Introduction
beRBP is a Random Forests based approach to Binding Estimation for human RNA-Binding Proteins (RBP). beRBP is aimed to predict RNA sequence(s) bound by a given RBP characterized with a specific position-weighted matrix (PWM).
beRBP provides a composite solution overarching the RBP-specific and RBP-general strategies. beRBP built 37 ‘Specific models’ for 29 RBPs/37 PWMs, each of which have a decent number of known targets. Meanwhile, it pooled RBP-RNA interactions and trained a ‘General model’ for any RBPs with characterized PWMs. The General model has much broader application scope but comparable performance to Specific models.
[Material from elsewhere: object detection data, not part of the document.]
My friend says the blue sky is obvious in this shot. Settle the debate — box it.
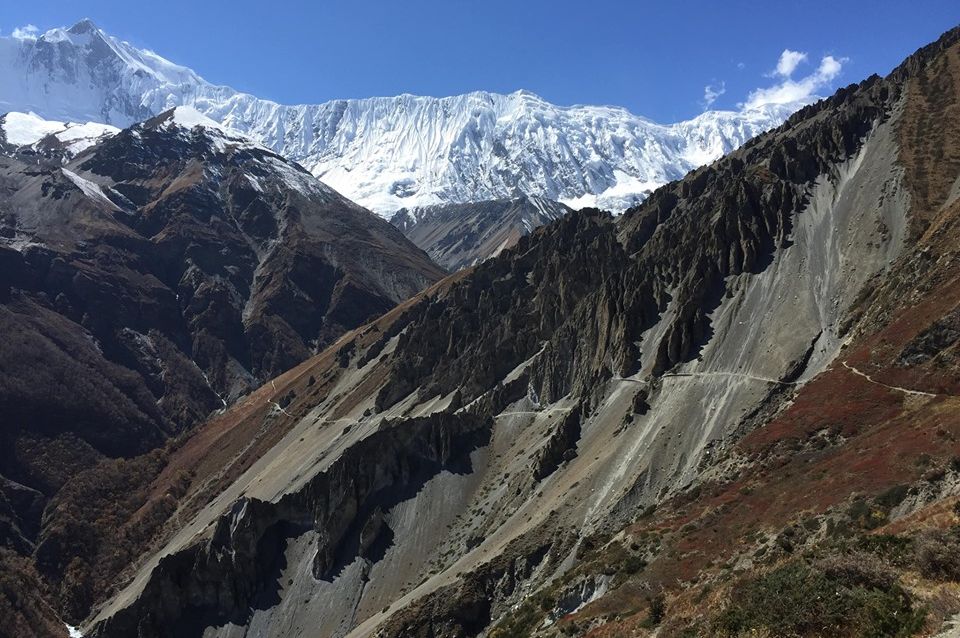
[0,0,960,122]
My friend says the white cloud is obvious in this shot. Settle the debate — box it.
[743,50,847,109]
[701,82,727,109]
[10,24,40,40]
[774,49,807,78]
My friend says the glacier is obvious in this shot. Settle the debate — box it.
[0,20,803,217]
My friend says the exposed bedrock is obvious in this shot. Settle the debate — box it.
[94,413,490,638]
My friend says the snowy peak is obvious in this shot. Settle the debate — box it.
[0,112,120,160]
[0,20,802,216]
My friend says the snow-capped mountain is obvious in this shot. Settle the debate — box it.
[0,20,801,216]
[0,111,120,159]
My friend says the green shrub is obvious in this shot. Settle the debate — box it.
[713,560,925,638]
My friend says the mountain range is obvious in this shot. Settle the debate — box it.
[0,20,802,217]
[0,15,960,638]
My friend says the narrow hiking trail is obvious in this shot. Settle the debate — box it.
[840,361,936,397]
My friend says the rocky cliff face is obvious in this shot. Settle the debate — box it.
[0,109,443,632]
[73,30,960,637]
[390,196,571,272]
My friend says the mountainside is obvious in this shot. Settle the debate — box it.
[390,196,570,272]
[0,107,444,636]
[0,20,802,217]
[67,22,960,638]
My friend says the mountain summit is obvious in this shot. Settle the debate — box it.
[0,20,802,216]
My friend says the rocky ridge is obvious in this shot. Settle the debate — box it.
[79,30,960,637]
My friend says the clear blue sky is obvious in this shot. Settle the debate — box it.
[0,0,960,122]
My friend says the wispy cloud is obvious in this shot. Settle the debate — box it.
[743,49,847,109]
[10,24,40,40]
[774,49,807,78]
[701,82,727,109]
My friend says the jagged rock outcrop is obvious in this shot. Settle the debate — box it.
[0,110,443,632]
[390,196,571,272]
[73,22,960,637]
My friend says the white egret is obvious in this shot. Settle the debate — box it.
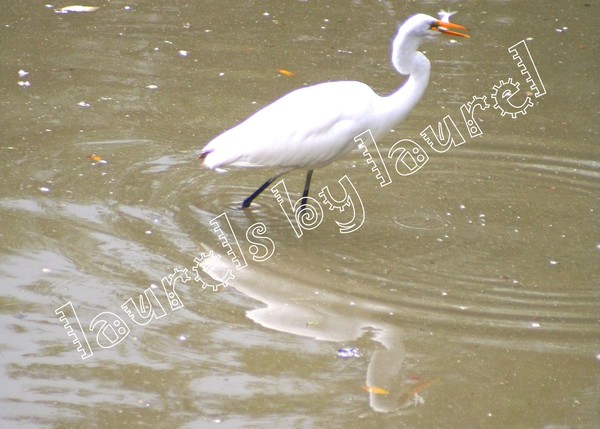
[200,14,469,208]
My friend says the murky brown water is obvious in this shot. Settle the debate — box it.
[0,1,600,428]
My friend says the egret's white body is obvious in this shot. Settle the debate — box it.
[200,14,466,207]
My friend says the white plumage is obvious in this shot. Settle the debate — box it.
[200,14,468,208]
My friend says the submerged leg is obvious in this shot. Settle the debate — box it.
[242,170,288,209]
[299,170,314,210]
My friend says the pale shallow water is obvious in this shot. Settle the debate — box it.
[0,1,600,428]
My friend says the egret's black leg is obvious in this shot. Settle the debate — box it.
[242,170,289,209]
[300,170,314,210]
[242,175,280,209]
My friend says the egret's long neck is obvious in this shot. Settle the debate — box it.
[380,29,431,132]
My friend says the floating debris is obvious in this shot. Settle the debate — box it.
[54,5,100,14]
[338,347,362,359]
[277,69,296,77]
[88,153,108,165]
[362,386,390,395]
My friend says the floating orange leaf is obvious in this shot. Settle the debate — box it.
[277,69,295,77]
[404,378,440,400]
[362,386,390,395]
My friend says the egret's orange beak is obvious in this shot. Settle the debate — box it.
[431,20,471,39]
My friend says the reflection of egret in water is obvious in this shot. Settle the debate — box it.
[197,244,414,412]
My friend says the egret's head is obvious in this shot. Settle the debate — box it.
[400,14,469,38]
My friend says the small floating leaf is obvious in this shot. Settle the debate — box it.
[277,69,295,77]
[54,5,100,13]
[362,386,390,395]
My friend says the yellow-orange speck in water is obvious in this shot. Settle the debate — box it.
[362,386,390,395]
[277,69,295,77]
[88,153,102,162]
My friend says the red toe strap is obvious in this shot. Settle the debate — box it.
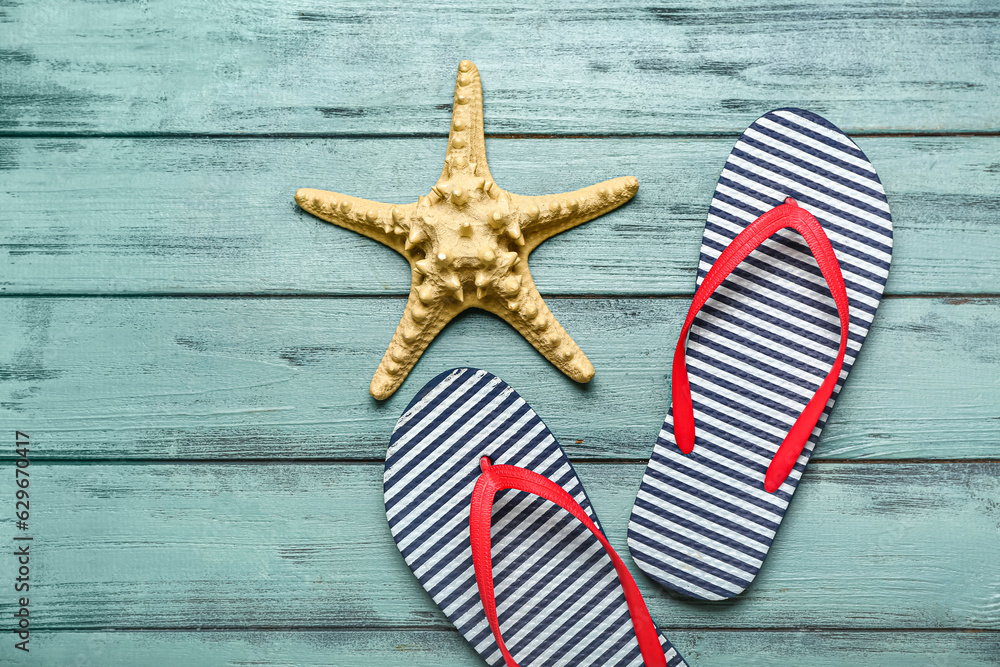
[469,457,667,667]
[671,198,850,493]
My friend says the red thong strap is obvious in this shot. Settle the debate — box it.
[671,197,850,493]
[469,456,667,667]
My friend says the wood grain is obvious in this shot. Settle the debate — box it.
[0,0,1000,136]
[19,629,1000,667]
[0,137,1000,295]
[0,297,1000,460]
[0,462,1000,636]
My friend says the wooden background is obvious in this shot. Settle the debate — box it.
[0,0,1000,667]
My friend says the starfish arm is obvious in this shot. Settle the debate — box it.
[368,280,462,401]
[295,188,417,257]
[481,271,594,382]
[510,176,639,249]
[438,60,493,189]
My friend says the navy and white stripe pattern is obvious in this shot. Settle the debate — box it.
[385,368,684,667]
[629,109,892,600]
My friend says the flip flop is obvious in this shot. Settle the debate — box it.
[628,109,892,600]
[385,368,685,667]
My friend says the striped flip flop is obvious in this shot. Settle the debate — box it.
[385,368,685,667]
[628,109,892,600]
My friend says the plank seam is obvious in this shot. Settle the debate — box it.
[0,130,1000,140]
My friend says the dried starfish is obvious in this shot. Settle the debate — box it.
[295,60,639,400]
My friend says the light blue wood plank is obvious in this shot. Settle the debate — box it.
[0,0,1000,134]
[0,298,1000,460]
[13,630,1000,667]
[0,138,1000,294]
[0,462,1000,636]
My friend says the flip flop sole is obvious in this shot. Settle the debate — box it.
[385,368,684,667]
[628,109,892,600]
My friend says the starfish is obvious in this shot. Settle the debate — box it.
[295,60,639,400]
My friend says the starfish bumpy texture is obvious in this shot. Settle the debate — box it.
[295,60,639,400]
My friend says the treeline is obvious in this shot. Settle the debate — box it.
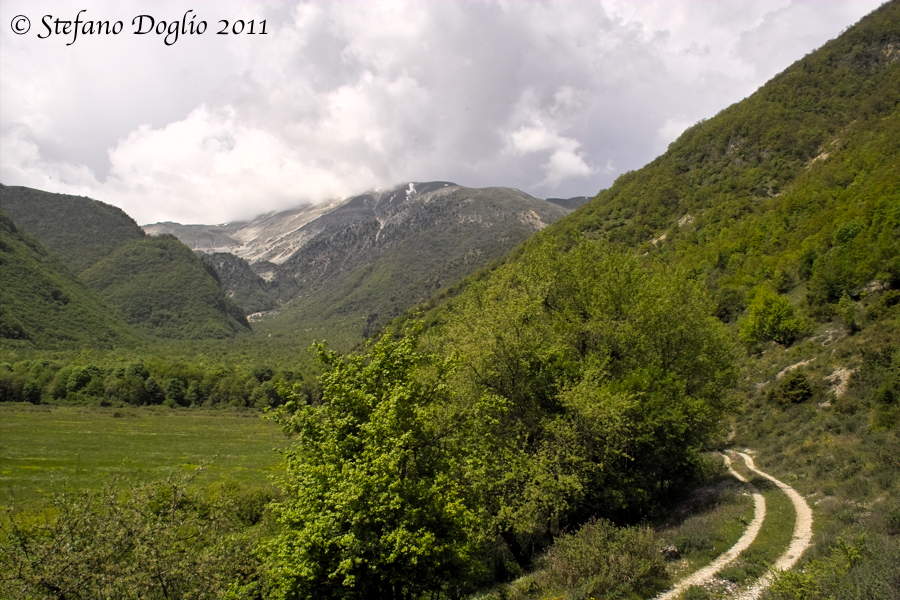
[0,359,316,408]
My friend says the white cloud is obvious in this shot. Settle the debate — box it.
[0,0,878,222]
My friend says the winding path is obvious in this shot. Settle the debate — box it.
[655,454,766,600]
[654,452,812,600]
[736,452,812,600]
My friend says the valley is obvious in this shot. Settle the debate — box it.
[0,0,900,600]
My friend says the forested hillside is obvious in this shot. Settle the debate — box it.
[0,0,900,600]
[264,2,900,598]
[0,212,135,350]
[0,186,248,345]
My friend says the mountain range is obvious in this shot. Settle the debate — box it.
[0,182,581,345]
[144,181,583,341]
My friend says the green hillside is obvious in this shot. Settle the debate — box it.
[82,236,247,338]
[0,186,248,345]
[269,2,900,600]
[0,184,144,274]
[0,213,134,348]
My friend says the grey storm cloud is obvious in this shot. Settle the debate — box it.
[0,0,879,223]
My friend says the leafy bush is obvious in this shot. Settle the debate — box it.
[769,371,814,404]
[738,286,806,344]
[0,483,259,600]
[534,519,667,600]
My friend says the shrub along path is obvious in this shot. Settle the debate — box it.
[654,452,812,600]
[656,454,766,600]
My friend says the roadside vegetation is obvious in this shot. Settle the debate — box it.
[0,1,900,600]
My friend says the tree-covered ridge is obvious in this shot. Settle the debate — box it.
[0,186,249,347]
[0,184,144,274]
[266,240,735,598]
[0,212,135,347]
[546,2,900,320]
[82,236,248,338]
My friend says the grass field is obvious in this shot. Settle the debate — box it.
[0,404,287,510]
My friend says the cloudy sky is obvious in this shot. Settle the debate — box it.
[0,0,880,223]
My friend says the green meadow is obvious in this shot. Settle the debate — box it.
[0,404,287,509]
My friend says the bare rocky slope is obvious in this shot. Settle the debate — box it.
[144,181,569,344]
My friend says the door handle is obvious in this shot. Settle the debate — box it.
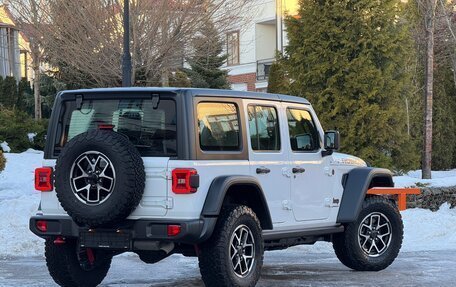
[291,167,306,173]
[256,167,271,174]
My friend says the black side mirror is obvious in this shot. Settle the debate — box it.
[323,131,340,156]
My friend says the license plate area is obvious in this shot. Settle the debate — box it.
[79,230,131,250]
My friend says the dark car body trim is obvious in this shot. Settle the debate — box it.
[337,167,394,223]
[29,215,216,244]
[201,175,272,229]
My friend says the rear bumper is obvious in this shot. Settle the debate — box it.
[29,215,217,249]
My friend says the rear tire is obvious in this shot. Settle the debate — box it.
[45,239,112,287]
[333,196,404,271]
[55,130,145,227]
[198,205,264,287]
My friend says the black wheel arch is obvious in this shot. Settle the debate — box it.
[201,175,272,230]
[337,167,394,223]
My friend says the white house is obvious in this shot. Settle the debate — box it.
[226,0,298,92]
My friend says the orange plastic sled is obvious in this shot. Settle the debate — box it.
[367,187,421,211]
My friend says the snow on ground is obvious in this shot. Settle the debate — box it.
[0,153,456,258]
[0,142,11,152]
[0,150,43,257]
[394,169,456,187]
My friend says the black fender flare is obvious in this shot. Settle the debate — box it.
[201,175,272,229]
[337,167,394,223]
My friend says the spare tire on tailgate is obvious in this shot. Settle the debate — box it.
[55,130,145,227]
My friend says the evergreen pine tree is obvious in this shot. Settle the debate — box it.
[1,77,18,108]
[268,55,290,94]
[185,23,230,89]
[0,76,5,108]
[432,65,456,170]
[285,0,418,168]
[16,78,33,111]
[169,70,192,88]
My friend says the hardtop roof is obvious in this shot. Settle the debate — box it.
[59,87,310,105]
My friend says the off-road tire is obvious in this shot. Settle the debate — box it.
[55,130,145,227]
[198,205,264,287]
[333,196,404,271]
[45,239,112,287]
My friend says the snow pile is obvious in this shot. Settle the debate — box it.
[394,169,456,187]
[0,142,11,152]
[0,150,43,257]
[0,153,456,258]
[294,204,456,253]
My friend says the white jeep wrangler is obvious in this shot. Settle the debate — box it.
[30,88,403,286]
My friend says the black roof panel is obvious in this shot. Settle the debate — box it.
[61,87,310,105]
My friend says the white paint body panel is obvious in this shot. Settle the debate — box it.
[40,100,366,234]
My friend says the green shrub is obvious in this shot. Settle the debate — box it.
[0,107,46,152]
[0,150,6,172]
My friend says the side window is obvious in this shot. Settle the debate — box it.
[287,109,320,151]
[198,103,241,151]
[248,105,280,151]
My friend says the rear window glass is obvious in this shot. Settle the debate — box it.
[198,103,240,151]
[55,99,177,157]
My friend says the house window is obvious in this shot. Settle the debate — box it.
[226,31,239,66]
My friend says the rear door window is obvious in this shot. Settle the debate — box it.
[248,105,280,151]
[198,102,241,151]
[55,99,177,157]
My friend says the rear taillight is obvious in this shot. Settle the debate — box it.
[36,220,47,233]
[167,225,181,237]
[172,168,199,194]
[35,167,52,191]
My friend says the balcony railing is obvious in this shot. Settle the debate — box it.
[257,59,274,81]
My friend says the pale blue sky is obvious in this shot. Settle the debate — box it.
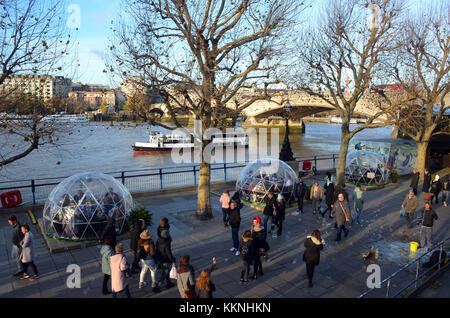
[65,0,435,86]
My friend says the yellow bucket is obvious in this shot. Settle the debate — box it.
[409,242,419,253]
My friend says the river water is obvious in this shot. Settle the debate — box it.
[0,122,391,184]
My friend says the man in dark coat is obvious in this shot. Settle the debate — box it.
[8,215,24,276]
[295,179,306,213]
[156,229,176,289]
[333,183,350,206]
[409,169,422,195]
[228,201,241,256]
[420,202,438,251]
[331,193,350,242]
[303,230,325,287]
[130,219,145,274]
[322,183,335,219]
[263,192,278,233]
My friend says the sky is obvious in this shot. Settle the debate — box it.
[65,0,440,87]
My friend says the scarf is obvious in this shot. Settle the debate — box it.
[306,235,325,245]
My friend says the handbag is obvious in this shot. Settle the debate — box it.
[169,266,177,279]
[339,202,350,222]
[180,277,197,298]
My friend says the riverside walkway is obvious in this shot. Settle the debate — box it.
[0,180,450,298]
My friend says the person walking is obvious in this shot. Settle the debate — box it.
[303,230,325,287]
[420,202,438,251]
[156,229,176,289]
[263,191,277,234]
[239,230,255,283]
[331,193,350,242]
[322,183,335,219]
[138,230,161,293]
[196,257,216,298]
[442,175,450,207]
[295,179,306,213]
[177,255,196,298]
[309,181,323,214]
[430,174,442,204]
[409,169,422,195]
[272,193,286,238]
[129,219,145,274]
[228,201,241,256]
[101,218,117,249]
[252,216,270,280]
[333,183,350,203]
[100,239,114,295]
[422,168,431,200]
[353,184,364,224]
[19,223,38,281]
[219,189,231,228]
[110,243,131,298]
[402,189,417,229]
[8,215,24,277]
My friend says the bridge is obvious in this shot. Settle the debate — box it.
[239,93,386,120]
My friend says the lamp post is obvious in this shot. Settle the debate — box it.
[280,102,294,162]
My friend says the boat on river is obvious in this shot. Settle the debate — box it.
[132,132,248,155]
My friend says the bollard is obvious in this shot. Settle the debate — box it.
[31,179,36,205]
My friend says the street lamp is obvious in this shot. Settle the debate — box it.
[280,102,294,162]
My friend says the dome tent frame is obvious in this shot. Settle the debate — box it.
[236,158,298,206]
[345,150,389,186]
[42,172,134,242]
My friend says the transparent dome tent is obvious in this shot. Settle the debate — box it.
[43,172,134,241]
[345,150,388,185]
[236,158,297,204]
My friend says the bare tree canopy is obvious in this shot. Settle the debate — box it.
[0,0,70,167]
[110,0,305,218]
[385,1,450,173]
[293,0,402,184]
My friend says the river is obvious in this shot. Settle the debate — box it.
[0,122,391,182]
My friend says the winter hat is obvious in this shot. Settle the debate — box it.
[161,230,169,238]
[140,230,152,240]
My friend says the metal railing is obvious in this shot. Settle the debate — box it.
[358,236,450,298]
[0,154,337,205]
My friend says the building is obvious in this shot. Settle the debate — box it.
[118,76,150,98]
[69,91,116,109]
[0,74,72,100]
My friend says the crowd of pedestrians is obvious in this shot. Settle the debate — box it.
[8,166,450,298]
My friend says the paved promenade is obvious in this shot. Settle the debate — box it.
[0,180,450,298]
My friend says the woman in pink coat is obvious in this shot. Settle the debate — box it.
[110,243,131,298]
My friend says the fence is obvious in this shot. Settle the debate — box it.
[358,236,450,298]
[0,154,338,205]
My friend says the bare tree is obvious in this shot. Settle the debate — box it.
[0,0,70,167]
[294,0,402,184]
[385,1,450,176]
[111,0,304,219]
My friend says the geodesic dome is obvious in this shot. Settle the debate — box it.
[236,158,298,203]
[43,172,134,241]
[345,150,388,185]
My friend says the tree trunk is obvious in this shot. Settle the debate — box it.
[336,128,350,185]
[416,141,428,180]
[196,140,212,220]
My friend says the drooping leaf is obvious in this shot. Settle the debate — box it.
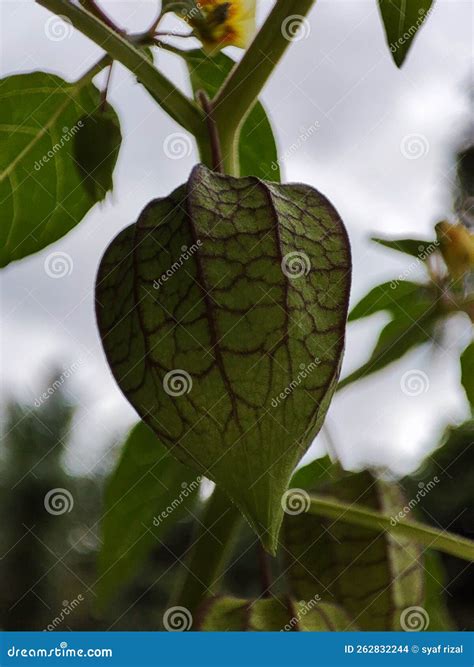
[74,107,122,201]
[96,166,350,551]
[0,72,120,266]
[338,283,438,389]
[196,597,356,632]
[98,422,200,603]
[181,49,280,181]
[461,343,474,412]
[372,236,439,261]
[378,0,433,67]
[283,472,423,630]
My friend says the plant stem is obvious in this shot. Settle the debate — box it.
[36,0,206,138]
[213,0,315,176]
[173,487,242,613]
[196,90,224,174]
[308,495,474,561]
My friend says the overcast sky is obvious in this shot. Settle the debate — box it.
[1,0,474,472]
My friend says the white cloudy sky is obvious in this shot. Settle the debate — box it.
[1,0,474,471]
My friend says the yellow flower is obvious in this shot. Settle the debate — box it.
[436,220,474,279]
[187,0,256,55]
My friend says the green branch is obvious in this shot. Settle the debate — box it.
[36,0,202,141]
[308,495,474,561]
[212,0,315,175]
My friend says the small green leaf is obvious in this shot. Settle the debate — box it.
[196,597,357,632]
[184,49,280,181]
[461,343,474,412]
[371,236,439,261]
[74,105,122,201]
[378,0,433,67]
[96,165,350,552]
[0,72,120,266]
[338,294,443,389]
[98,422,200,604]
[283,472,423,630]
[348,280,426,322]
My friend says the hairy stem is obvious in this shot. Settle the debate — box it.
[36,0,206,138]
[308,495,474,561]
[213,0,315,175]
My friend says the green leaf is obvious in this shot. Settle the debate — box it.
[196,597,357,632]
[461,342,474,412]
[338,295,443,389]
[74,107,122,201]
[371,236,439,261]
[0,72,120,266]
[96,165,350,552]
[348,280,433,322]
[183,49,280,181]
[98,422,200,604]
[283,472,423,630]
[290,456,340,490]
[378,0,433,67]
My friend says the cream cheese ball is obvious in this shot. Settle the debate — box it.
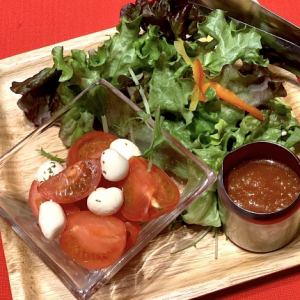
[39,200,66,240]
[100,149,129,182]
[87,187,123,216]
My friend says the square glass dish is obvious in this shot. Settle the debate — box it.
[0,80,216,299]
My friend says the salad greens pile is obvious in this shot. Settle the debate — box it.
[11,0,300,227]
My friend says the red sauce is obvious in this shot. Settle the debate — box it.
[226,159,300,213]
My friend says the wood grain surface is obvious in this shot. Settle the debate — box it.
[0,29,300,300]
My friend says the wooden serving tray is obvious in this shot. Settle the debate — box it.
[0,29,300,300]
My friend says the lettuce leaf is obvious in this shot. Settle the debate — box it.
[11,68,61,126]
[198,10,268,75]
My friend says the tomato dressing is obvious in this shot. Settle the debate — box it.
[225,159,300,213]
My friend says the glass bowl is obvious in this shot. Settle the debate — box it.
[0,80,216,299]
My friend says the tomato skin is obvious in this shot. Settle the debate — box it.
[62,203,80,216]
[67,131,117,166]
[28,180,47,218]
[121,157,180,222]
[60,211,126,270]
[38,160,101,203]
[125,221,142,250]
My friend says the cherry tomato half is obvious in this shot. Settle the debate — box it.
[67,131,117,166]
[60,211,126,270]
[28,180,46,218]
[121,157,180,222]
[38,159,101,203]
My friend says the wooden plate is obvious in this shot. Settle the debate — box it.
[0,29,300,300]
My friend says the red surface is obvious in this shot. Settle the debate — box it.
[0,235,11,300]
[0,0,300,300]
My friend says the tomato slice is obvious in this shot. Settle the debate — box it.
[28,180,47,218]
[67,131,117,166]
[38,159,101,203]
[121,157,180,222]
[60,211,126,270]
[99,176,125,189]
[125,222,141,250]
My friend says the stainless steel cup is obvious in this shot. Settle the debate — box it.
[218,142,300,252]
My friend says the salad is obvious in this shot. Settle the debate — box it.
[11,0,300,227]
[29,131,180,270]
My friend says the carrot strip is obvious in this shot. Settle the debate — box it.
[202,81,264,121]
[193,58,205,102]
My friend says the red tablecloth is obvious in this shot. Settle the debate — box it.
[0,0,300,300]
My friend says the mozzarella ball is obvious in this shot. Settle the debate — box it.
[39,200,66,240]
[35,160,64,182]
[100,149,129,181]
[87,187,123,216]
[109,139,141,159]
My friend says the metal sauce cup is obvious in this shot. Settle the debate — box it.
[218,142,300,252]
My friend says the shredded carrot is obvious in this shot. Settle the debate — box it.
[202,81,264,121]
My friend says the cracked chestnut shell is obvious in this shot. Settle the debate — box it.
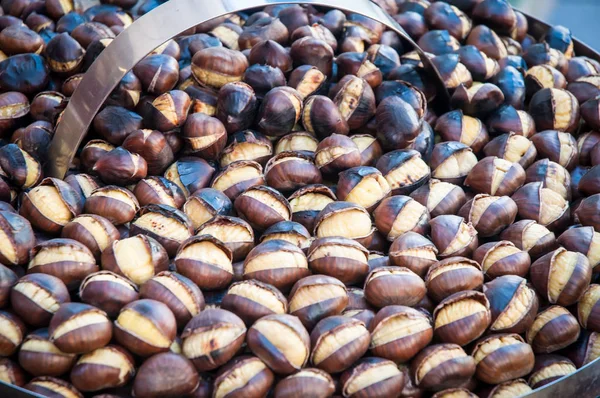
[373,195,429,242]
[458,194,517,238]
[243,239,310,292]
[558,227,600,272]
[247,314,310,375]
[577,284,600,332]
[221,279,288,326]
[181,308,246,372]
[307,237,369,285]
[234,185,292,231]
[275,368,335,398]
[174,232,233,290]
[472,333,535,384]
[530,247,592,307]
[114,299,177,357]
[83,185,140,226]
[528,355,577,389]
[79,271,139,318]
[410,344,476,391]
[48,303,113,354]
[526,305,580,354]
[132,352,201,398]
[512,182,571,230]
[196,215,254,262]
[140,271,204,329]
[425,257,483,302]
[70,345,135,392]
[369,305,433,363]
[101,235,169,285]
[473,240,531,279]
[19,178,83,233]
[376,149,431,195]
[314,202,374,246]
[310,315,371,373]
[27,238,98,289]
[288,275,350,332]
[10,274,71,327]
[433,290,492,346]
[364,266,427,308]
[0,211,35,266]
[429,215,479,258]
[18,329,77,377]
[483,275,539,334]
[210,158,264,200]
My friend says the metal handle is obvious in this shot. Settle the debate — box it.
[46,0,447,178]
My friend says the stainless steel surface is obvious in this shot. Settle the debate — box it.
[46,0,447,178]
Currently, beRBP webserver enables binding discovery on one/multiple RNA sequences for 29 RBPs/37 PWMs (Specific models), 143 RBPs/175 PWMs (the General model), and any RBPs with user-provided PWMs or RBP sequences (the General model).
Methodology
Given a candidate RNA sequence and a PWM of a RBP, beRBP generated four types of feature scores, including motif matching, motif clustering, motif conservation, and spatial accessibility. Based on random forests, beRBP-Specific models were trained by known targets of each RBP, while beRBP-General model was built by pooling known targets from all RBPs after post-scoring standardization. beRBP-General captured the common patterns of RBP recognizing targets beyond PWM confinement.